情報漏えい対策のためにはこれまで多くのソリューションが提案されてきました。例えば、以下のようなものが代表的でしょう。

  • Webサーバなどのサーバへのハッカーからの攻撃から守る
  • 個々のパソコンがウイルスに感染しないための対策
  • USBメモリーなどの外部記憶媒体を使えなくする
  • 外部記憶媒体の暗号化
  • ファイルが送信できるサイトの閲覧制限
  • シンクライアントや擬似シンクライアント

 さらに、ログという観点からは、以下のような対策も有効とされています。

  • ファイルへのアクセスの記録
  • 外部サイトへのアクセスの記録

 その他にも新しい技術としては、機密情報が含まれるファイルを組織内のあらゆる場所で管理するために、ファイルのハッシュ値(ファイルを一意に特定できる情報)を取ったり、単語の出現順序や頻度などを監視したりするようなシステムも実用化のレベルになってきたようです。

 これらのシステムは、他社で起きた事件、自社で起きた事件、認証取得のため、などのその時々のニーズで導入が進められてきました。

 さて、情報漏えい対策を起こすヒトについて考えてみましょう。

  • うっかり外部記憶媒体やノートPCを紛失する
  • ルールを知っていながら意図的に善意で持ち出して業務を遂行しようとする
  • 外部への漏洩を意図した悪意を持つ

 これらのうちで、悪意の情報漏えいについては、「考えたくない」「本気の情報漏えいは防げないよね」などの考えから本格的には取り組まれないできました。一部、コールセンターなどの限定された場所では「アクセスを必要最小限以外は禁止する」「全てのアクセスや操作を記録する」などの要塞化が行われています。

 しかし、現実にはシステム管理者やシステム管理者に指示できる組織の管理職、バックアップを担当するオペレータなどが「本気」になれば、情報漏えいは大規模かつ発覚せずに実行されてしまう可能性を秘めています。

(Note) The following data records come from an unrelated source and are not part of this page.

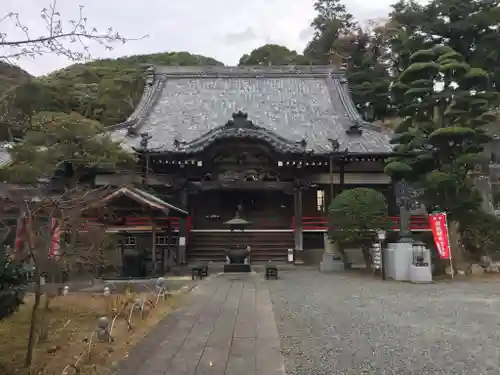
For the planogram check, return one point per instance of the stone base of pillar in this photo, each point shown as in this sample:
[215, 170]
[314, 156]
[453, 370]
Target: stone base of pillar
[331, 263]
[298, 257]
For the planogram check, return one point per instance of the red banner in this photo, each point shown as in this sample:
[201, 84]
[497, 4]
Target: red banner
[20, 233]
[55, 240]
[439, 228]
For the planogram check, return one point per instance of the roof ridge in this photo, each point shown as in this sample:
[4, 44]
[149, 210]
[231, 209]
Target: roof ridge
[151, 92]
[254, 70]
[351, 110]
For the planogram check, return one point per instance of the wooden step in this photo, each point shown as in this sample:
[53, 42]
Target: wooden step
[265, 246]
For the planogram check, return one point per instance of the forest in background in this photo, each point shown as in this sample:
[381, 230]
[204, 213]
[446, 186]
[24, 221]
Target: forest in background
[374, 55]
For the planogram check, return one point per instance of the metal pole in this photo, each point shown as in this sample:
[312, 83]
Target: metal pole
[382, 261]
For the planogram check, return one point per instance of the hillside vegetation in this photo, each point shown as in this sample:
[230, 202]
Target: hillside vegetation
[104, 90]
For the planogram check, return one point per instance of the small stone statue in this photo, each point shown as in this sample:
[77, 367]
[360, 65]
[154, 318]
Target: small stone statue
[103, 329]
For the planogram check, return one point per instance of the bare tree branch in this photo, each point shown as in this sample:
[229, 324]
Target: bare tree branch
[70, 39]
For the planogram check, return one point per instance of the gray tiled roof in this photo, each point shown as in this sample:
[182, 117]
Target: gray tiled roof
[308, 103]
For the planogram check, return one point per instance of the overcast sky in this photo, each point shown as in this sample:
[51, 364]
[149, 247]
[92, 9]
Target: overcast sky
[223, 29]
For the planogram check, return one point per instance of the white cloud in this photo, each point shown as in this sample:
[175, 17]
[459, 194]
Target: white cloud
[223, 29]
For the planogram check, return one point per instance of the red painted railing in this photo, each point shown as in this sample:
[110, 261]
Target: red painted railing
[133, 221]
[417, 223]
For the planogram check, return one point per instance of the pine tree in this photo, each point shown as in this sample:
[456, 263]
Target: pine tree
[445, 104]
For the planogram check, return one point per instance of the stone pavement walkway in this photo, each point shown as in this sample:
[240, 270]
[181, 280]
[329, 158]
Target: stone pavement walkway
[226, 327]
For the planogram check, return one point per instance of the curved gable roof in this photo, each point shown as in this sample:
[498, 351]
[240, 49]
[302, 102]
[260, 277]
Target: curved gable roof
[288, 105]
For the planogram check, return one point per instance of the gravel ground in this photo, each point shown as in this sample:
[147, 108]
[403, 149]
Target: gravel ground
[354, 324]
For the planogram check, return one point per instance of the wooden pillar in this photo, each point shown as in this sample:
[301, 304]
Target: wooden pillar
[332, 187]
[153, 245]
[342, 176]
[182, 246]
[169, 245]
[298, 234]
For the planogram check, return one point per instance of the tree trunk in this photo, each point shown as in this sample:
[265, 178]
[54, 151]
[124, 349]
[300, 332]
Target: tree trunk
[34, 314]
[367, 256]
[458, 255]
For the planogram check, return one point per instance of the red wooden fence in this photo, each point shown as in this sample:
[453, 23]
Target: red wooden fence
[311, 223]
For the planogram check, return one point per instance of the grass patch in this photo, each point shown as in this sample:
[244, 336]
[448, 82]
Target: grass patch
[71, 321]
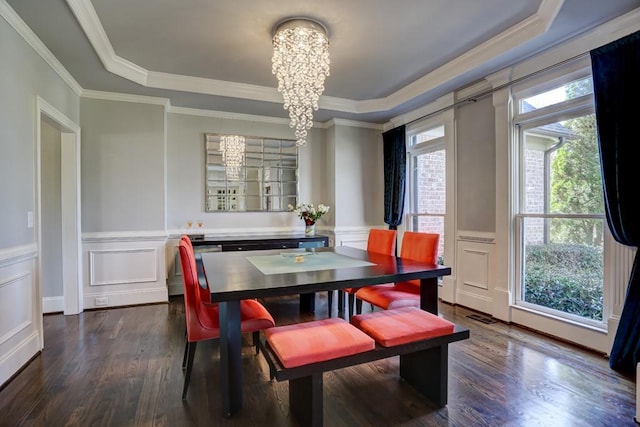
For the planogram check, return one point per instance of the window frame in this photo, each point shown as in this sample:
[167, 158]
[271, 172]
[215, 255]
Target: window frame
[521, 123]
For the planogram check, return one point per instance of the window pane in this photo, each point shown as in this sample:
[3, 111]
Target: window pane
[575, 89]
[562, 168]
[563, 265]
[428, 135]
[430, 183]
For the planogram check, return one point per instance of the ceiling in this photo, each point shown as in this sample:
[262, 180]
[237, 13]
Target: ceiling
[387, 58]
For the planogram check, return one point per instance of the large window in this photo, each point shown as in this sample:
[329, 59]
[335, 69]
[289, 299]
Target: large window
[428, 183]
[560, 211]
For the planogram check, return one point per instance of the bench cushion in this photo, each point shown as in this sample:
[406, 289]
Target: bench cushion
[402, 325]
[316, 341]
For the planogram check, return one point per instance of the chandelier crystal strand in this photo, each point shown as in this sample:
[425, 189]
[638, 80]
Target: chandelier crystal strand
[232, 149]
[301, 64]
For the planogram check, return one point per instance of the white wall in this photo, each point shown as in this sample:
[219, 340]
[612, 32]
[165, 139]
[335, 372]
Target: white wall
[51, 211]
[476, 168]
[123, 166]
[24, 76]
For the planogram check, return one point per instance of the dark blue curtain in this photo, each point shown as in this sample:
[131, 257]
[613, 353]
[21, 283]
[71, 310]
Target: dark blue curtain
[395, 175]
[616, 82]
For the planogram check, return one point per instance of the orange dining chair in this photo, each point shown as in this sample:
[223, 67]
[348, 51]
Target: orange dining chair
[415, 246]
[202, 318]
[380, 241]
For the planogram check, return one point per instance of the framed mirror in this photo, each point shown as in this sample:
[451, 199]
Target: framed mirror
[250, 174]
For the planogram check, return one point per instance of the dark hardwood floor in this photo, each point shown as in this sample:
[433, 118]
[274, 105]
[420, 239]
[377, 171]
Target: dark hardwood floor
[122, 367]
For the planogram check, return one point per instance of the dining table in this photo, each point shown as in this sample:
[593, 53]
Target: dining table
[235, 276]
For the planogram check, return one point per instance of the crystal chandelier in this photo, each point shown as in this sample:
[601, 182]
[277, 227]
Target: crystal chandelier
[301, 63]
[232, 149]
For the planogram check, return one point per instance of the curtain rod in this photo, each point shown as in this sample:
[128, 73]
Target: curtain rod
[488, 92]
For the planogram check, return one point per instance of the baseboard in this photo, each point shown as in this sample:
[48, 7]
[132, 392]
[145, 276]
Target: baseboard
[52, 305]
[19, 355]
[125, 298]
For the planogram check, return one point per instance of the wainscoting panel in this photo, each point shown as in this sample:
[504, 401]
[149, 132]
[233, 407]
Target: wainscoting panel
[475, 276]
[20, 320]
[124, 269]
[118, 266]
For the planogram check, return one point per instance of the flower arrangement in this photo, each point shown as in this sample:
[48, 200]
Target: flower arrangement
[309, 213]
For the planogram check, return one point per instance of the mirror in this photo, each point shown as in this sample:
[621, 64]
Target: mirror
[246, 173]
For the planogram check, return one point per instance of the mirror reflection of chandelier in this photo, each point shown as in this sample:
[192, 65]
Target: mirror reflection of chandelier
[232, 149]
[301, 64]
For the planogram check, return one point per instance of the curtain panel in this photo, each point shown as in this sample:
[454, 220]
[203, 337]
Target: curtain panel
[616, 81]
[395, 165]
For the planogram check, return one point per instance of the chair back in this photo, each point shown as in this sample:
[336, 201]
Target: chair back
[382, 241]
[420, 246]
[189, 280]
[198, 318]
[205, 293]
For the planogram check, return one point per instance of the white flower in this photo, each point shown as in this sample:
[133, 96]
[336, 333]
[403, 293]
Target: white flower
[308, 212]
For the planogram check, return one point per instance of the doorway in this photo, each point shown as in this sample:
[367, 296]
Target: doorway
[60, 213]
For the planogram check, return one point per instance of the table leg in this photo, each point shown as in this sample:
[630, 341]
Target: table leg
[429, 295]
[308, 302]
[230, 357]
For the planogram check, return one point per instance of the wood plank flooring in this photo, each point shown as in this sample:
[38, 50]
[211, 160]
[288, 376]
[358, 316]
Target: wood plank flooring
[121, 367]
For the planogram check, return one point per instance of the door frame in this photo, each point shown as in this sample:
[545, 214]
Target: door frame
[70, 204]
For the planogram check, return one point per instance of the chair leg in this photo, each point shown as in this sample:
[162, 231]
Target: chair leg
[256, 340]
[186, 350]
[352, 302]
[187, 374]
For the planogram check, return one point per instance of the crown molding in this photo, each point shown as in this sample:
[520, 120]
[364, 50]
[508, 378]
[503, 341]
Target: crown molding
[350, 123]
[36, 44]
[530, 27]
[229, 116]
[125, 97]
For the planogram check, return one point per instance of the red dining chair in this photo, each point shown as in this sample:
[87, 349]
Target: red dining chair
[202, 318]
[415, 246]
[205, 292]
[380, 241]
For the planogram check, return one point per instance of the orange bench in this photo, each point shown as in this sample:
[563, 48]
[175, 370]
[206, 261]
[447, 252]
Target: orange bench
[301, 353]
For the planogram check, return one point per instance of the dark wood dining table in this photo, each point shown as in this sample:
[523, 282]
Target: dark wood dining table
[233, 277]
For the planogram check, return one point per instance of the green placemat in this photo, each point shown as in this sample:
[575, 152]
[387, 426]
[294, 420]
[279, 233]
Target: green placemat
[313, 261]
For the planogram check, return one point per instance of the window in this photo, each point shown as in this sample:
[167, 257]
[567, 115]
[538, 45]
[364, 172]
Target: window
[560, 228]
[428, 183]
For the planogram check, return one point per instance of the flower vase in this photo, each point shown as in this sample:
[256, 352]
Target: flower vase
[310, 229]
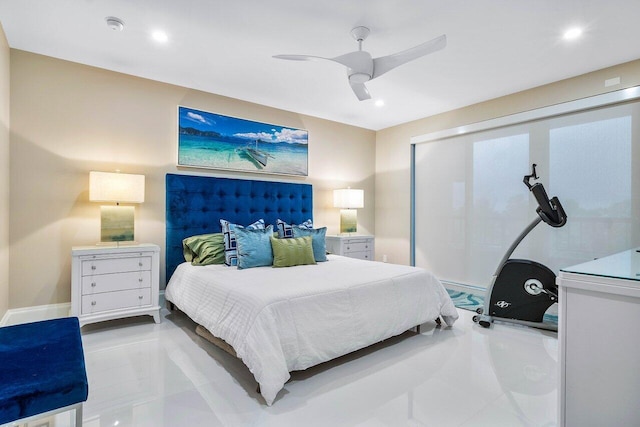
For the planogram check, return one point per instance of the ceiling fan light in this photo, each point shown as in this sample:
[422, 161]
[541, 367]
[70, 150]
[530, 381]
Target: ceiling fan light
[115, 24]
[359, 78]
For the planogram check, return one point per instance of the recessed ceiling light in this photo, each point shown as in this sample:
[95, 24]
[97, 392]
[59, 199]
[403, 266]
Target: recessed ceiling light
[160, 36]
[572, 33]
[116, 24]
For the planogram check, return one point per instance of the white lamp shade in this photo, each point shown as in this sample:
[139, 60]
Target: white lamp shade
[348, 198]
[116, 187]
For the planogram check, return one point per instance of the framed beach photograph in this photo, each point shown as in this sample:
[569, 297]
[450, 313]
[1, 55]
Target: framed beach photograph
[214, 141]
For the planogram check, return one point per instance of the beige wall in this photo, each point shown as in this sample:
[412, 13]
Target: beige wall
[4, 172]
[68, 119]
[393, 154]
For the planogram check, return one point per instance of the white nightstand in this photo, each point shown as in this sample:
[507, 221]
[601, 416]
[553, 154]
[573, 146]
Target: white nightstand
[109, 282]
[354, 246]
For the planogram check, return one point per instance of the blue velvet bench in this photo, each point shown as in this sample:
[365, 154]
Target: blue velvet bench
[42, 370]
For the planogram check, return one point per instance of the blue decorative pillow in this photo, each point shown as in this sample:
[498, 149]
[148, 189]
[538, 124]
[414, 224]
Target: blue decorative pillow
[230, 251]
[285, 231]
[254, 247]
[318, 242]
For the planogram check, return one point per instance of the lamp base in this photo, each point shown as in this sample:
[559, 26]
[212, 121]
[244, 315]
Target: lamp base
[116, 224]
[348, 220]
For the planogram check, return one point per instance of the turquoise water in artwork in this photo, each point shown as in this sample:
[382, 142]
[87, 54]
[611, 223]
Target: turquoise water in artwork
[203, 151]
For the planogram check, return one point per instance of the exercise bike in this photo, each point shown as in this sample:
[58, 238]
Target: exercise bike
[521, 290]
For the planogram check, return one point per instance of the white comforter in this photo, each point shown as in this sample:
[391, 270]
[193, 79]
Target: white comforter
[280, 320]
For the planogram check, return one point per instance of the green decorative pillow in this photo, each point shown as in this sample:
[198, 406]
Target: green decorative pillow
[204, 249]
[294, 251]
[318, 243]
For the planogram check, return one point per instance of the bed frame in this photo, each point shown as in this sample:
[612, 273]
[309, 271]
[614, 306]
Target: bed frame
[195, 205]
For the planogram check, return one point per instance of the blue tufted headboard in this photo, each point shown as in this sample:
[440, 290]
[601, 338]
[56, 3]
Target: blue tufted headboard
[195, 205]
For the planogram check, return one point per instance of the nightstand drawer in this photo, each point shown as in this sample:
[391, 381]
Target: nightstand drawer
[115, 265]
[366, 255]
[351, 246]
[116, 300]
[360, 247]
[116, 282]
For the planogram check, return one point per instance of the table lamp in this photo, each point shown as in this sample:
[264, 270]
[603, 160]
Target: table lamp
[116, 222]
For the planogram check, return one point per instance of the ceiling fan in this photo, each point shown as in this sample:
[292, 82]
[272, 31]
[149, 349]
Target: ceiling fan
[361, 67]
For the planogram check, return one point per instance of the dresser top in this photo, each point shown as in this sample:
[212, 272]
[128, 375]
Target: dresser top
[623, 265]
[113, 248]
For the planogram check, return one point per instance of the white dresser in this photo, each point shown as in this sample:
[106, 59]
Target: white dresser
[353, 246]
[599, 344]
[109, 282]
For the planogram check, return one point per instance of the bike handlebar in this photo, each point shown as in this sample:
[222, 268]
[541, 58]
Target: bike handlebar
[550, 210]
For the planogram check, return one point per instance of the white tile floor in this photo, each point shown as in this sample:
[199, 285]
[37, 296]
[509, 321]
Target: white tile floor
[143, 374]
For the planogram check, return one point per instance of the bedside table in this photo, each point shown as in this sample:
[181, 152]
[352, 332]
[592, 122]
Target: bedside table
[109, 282]
[354, 246]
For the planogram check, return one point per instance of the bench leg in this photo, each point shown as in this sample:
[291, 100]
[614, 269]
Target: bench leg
[78, 422]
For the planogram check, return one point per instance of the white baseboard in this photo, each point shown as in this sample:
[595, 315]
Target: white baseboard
[17, 316]
[470, 289]
[33, 314]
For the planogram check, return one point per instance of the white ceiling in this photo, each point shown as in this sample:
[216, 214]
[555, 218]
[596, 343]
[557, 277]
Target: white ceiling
[495, 47]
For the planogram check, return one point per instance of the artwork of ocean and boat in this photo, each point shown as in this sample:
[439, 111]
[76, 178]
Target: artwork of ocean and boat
[209, 140]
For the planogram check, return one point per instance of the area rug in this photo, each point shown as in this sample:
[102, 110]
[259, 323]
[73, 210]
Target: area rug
[471, 302]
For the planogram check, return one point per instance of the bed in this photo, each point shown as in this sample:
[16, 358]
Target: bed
[280, 320]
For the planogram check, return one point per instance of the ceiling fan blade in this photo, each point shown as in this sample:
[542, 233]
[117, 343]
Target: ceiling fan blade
[361, 91]
[386, 63]
[299, 57]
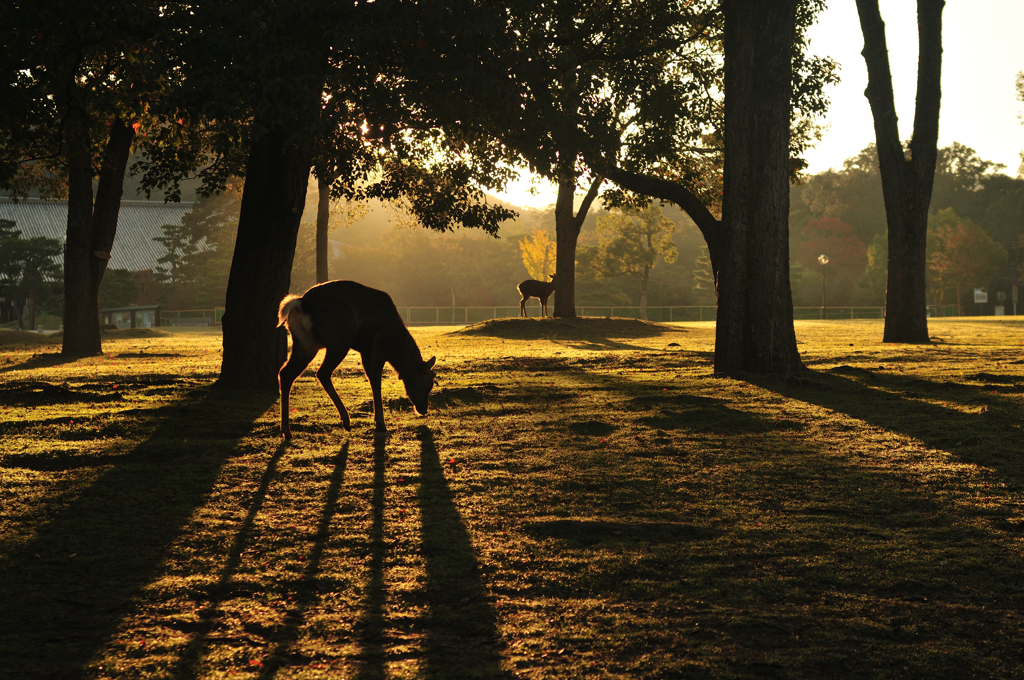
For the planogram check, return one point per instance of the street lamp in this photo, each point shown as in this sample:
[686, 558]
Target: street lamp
[823, 259]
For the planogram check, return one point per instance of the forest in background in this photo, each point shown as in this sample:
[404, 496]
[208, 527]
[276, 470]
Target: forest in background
[976, 235]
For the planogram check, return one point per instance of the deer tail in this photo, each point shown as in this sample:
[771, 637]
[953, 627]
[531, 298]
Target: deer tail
[287, 305]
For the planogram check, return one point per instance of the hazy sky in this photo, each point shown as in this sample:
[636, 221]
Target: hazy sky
[983, 50]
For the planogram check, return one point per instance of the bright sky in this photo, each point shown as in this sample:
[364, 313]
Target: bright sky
[983, 50]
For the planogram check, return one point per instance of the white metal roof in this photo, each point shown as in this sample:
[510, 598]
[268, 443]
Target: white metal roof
[138, 222]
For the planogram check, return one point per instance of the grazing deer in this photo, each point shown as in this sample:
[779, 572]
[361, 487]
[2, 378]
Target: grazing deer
[540, 290]
[342, 315]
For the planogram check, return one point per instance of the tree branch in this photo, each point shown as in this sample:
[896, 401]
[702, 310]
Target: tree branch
[667, 189]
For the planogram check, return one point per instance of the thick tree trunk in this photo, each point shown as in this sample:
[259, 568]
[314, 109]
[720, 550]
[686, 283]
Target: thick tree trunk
[91, 228]
[274, 194]
[323, 225]
[906, 183]
[755, 304]
[567, 224]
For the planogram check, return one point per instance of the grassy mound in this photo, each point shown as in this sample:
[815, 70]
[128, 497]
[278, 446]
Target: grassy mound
[586, 328]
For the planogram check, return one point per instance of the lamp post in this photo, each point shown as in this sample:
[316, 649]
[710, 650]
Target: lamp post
[823, 259]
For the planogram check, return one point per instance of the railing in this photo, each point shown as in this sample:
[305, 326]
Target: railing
[214, 314]
[466, 315]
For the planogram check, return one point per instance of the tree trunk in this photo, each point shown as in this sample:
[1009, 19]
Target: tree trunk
[91, 227]
[755, 304]
[323, 225]
[906, 183]
[643, 292]
[567, 225]
[276, 174]
[32, 308]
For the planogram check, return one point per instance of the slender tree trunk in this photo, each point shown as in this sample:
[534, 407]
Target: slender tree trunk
[323, 225]
[567, 225]
[906, 182]
[276, 175]
[755, 314]
[32, 308]
[91, 227]
[643, 292]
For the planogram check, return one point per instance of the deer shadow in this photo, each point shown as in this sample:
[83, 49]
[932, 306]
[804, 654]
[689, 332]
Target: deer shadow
[463, 641]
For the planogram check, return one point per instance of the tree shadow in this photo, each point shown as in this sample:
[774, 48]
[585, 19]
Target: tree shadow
[893, 401]
[463, 640]
[64, 591]
[42, 360]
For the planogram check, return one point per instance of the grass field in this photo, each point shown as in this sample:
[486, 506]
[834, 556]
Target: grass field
[585, 500]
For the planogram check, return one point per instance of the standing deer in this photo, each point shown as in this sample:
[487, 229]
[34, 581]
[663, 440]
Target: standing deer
[540, 290]
[342, 315]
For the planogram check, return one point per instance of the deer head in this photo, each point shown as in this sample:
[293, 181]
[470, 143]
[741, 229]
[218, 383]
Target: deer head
[419, 384]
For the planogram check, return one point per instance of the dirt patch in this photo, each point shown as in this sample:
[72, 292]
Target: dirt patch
[587, 328]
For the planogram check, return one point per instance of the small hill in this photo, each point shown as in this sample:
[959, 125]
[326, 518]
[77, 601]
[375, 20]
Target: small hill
[586, 328]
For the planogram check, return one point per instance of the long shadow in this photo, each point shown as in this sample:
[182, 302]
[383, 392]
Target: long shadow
[306, 589]
[895, 409]
[64, 592]
[208, 617]
[371, 629]
[40, 360]
[463, 640]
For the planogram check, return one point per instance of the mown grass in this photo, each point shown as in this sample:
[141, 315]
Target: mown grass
[584, 500]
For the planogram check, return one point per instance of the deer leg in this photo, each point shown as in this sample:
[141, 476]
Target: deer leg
[297, 362]
[331, 360]
[374, 369]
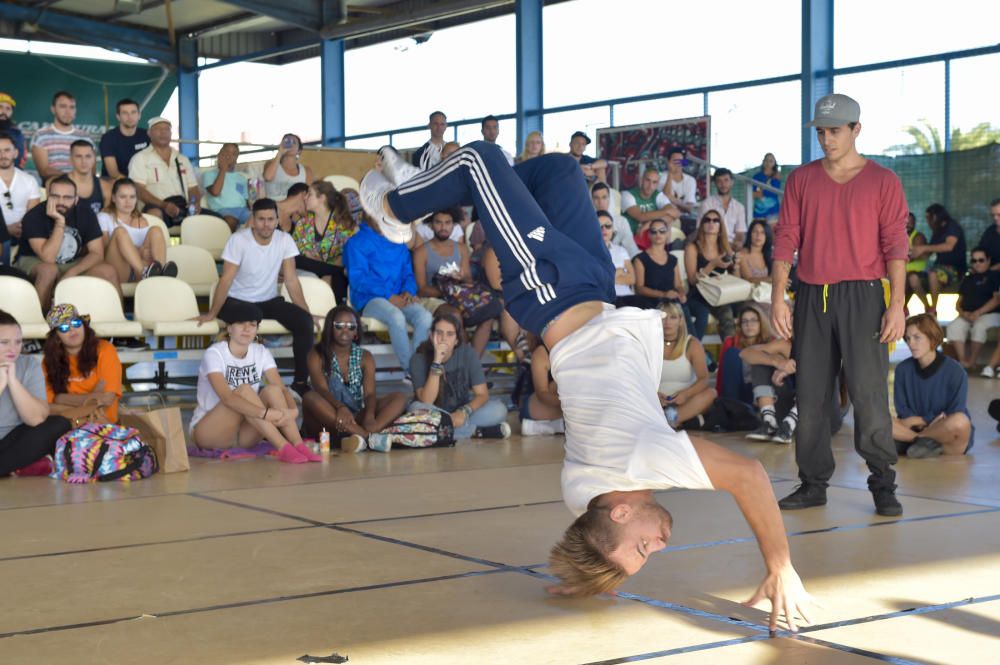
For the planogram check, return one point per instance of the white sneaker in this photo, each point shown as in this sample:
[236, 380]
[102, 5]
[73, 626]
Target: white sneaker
[396, 169]
[374, 187]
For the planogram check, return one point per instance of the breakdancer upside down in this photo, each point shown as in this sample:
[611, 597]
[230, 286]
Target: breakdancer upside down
[558, 279]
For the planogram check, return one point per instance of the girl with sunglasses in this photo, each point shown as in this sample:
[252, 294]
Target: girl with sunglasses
[78, 366]
[343, 396]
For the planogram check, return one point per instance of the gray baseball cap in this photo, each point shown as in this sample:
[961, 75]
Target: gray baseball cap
[835, 110]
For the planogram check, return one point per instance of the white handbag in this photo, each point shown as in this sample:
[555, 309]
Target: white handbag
[724, 289]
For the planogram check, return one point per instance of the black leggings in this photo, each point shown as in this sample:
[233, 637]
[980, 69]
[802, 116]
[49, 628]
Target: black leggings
[25, 444]
[337, 274]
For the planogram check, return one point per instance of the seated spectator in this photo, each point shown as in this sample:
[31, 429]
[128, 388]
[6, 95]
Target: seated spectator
[135, 249]
[915, 267]
[227, 190]
[948, 244]
[18, 190]
[383, 288]
[541, 411]
[657, 271]
[642, 204]
[50, 144]
[165, 177]
[447, 376]
[28, 432]
[322, 234]
[767, 204]
[62, 239]
[534, 146]
[251, 262]
[284, 170]
[734, 214]
[594, 170]
[732, 380]
[771, 370]
[755, 258]
[91, 191]
[235, 408]
[293, 207]
[119, 144]
[78, 366]
[978, 310]
[685, 387]
[600, 195]
[708, 254]
[343, 399]
[990, 240]
[680, 188]
[930, 392]
[429, 154]
[442, 259]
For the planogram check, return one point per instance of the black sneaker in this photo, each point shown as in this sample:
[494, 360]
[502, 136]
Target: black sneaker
[804, 496]
[886, 503]
[762, 433]
[924, 446]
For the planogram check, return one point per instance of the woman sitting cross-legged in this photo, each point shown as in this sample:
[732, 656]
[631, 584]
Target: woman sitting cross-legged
[79, 368]
[235, 407]
[447, 376]
[28, 432]
[930, 394]
[343, 397]
[685, 386]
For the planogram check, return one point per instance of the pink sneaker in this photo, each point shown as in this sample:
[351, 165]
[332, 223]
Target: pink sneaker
[308, 454]
[289, 455]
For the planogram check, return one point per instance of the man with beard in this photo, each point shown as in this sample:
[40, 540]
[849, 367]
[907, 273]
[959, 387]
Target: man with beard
[8, 127]
[62, 239]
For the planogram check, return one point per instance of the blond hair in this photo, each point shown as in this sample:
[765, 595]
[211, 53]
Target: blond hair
[580, 560]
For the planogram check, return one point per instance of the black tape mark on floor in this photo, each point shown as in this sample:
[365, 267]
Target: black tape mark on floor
[251, 603]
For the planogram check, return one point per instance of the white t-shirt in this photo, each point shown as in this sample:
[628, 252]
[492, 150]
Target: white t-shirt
[617, 437]
[236, 371]
[620, 257]
[257, 278]
[23, 188]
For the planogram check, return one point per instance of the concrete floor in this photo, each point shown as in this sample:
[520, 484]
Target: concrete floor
[438, 556]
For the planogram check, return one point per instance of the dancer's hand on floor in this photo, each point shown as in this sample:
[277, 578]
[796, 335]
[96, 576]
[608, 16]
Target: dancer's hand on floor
[788, 598]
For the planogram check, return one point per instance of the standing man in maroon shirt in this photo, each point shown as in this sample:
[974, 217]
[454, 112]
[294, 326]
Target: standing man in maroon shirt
[846, 217]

 今回、組織内の悪意の管理職が情報漏えいを起こした証券会社に対する業務改善命令が出されました。しかし、悪意を持った情報漏洩への対策には非常に高いレベルの情報セキュリティのスキルが要求されます。なぜ非常に高いレベルのスキルが必要なのか、というと、「仕事ができなくなってはいけない」「コストには限りがある」からです。